Wherein the time range of the reference day is within 30 days from the grid-connected date; the weather condition of the day is that the weather type is required to be sunny, the cloud amount condition is less cloud/no cloud, and the rainfall is 0.

Illustratively, the grid connection date is 2021, 6 months and 3 days, and the reference date determination conditions are as follows: and in sunny days, cloudiness/cloudiness is less, the rainfall is 0, the reference date is determined to be 2021 year 6 month 20 days within 30 days from 2021 year 6 month 3 days, wherein the weather condition in the 20 days of 2021 year 6 month is sunny days, cloudiness/cloudiness is less, and the rainfall is 0. Acquiring power generation amount data corresponding to 20 days at 6 months in 2021: 2022.5.6-20 deg., the reference daily power generation amount of the target user is 20 deg..

And S330, determining a first conversion coefficient, and determining standard electric energy generation corresponding to a reference date according to the first conversion coefficient and the reference daily electric energy generation.

On the basis of the above example, the daily average photovoltaic power generation amount M of the a region 2021 year, the daily average photovoltaic power generation amount n of the a region of the 2 nd quarter 2021 year are obtained, then the first conversion coefficient a = M/n, and then the standard power generation amount M = a × r corresponding to the reference date

And S340, determining standard quarterly daily generated energy of each quarter according to the standard generated energy corresponding to the reference date.

Illustratively, the data of the daily power generation amount on the reference day is 2022.5.6-20 °, r represents the daily power generation amount on the reference day, and then r =20, the target quarter is quarter 2, and the first conversion factor corresponding to the second quarter is a ₂ Then the standard generating capacity of the reference day M = a ₂ * r, calculating to obtain first refraction coefficients a corresponding to the 1 st quarter, the 3 rd quarter and the 4 th quarter ₁ ,a ₃ ,a ₄ By Q _i The standard quarterly daily generated energy corresponding to each quarterly is represented, then

And S350, determining the maximum power generation threshold of each quarter according to the standard quarter daily power generation number corresponding to each quarter and the corresponding change coefficient.

Illustratively, the coefficient of variation is γ, which typically takes a value of 1.05. The maximum power generation amount threshold value L corresponding to each quarter _i ＝γ*Q _i 。

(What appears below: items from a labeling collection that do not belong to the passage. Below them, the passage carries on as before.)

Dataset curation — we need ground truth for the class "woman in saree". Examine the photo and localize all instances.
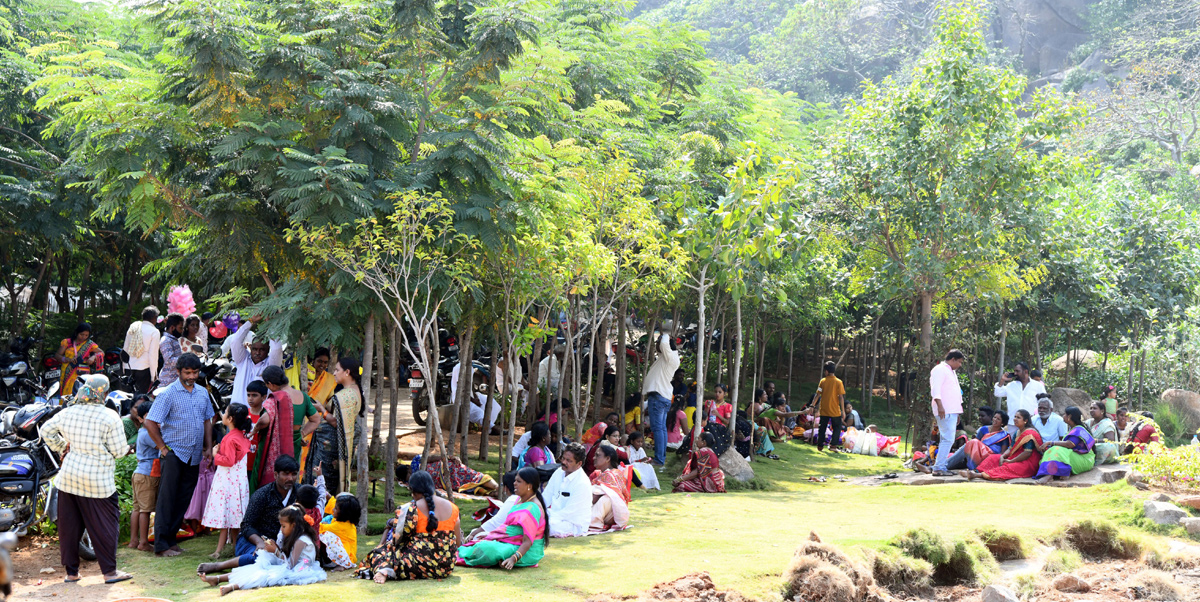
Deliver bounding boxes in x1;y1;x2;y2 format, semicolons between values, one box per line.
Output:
583;426;629;475
263;366;320;465
959;410;1042;481
589;445;634;532
308;357;357;495
457;466;550;568
1037;407;1096;484
246;376;293;490
1087;401;1120;465
54;321;104;399
355;470;462;583
913;411;1013;474
671;433;725;493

And S360, comparing the daily generated energy data of the target user with the maximum generated energy threshold value of the corresponding quarter, and if the daily generated energy is larger than the maximum generated energy threshold value of the corresponding quarter, determining that the user is an expansion user.

Illustratively, the power generation amount of the target user a in 6 months and 4 days is 30 °, and the corresponding maximum power generation amount threshold value in the 2 nd quarter is 25 °, it is determined that the target user a is an expansion user.

According to the technical scheme of the embodiment of the invention, the daily generated energy data of a target user in a preset time length and the target quarter to which the daily generated energy data belong are obtained; wherein the daily power generation data comprises a date and corresponding power generation data; determining a maximum power generation threshold in a target quarter; according to the daily generated energy data and the corresponding maximum generated energy threshold value, whether the target user is an expansion user is determined, the problems that the detection result of the expansion of the user is inaccurate and the detection result has certain time delay are solved, the daily generated energy of the user is monitored, whether expansion action exists is judged, and the accuracy of the detection result is improved.

Example four

Fig. 4 is a schematic structural diagram of an expansion detection device based on daily power generation data according to a fourth embodiment of the present invention.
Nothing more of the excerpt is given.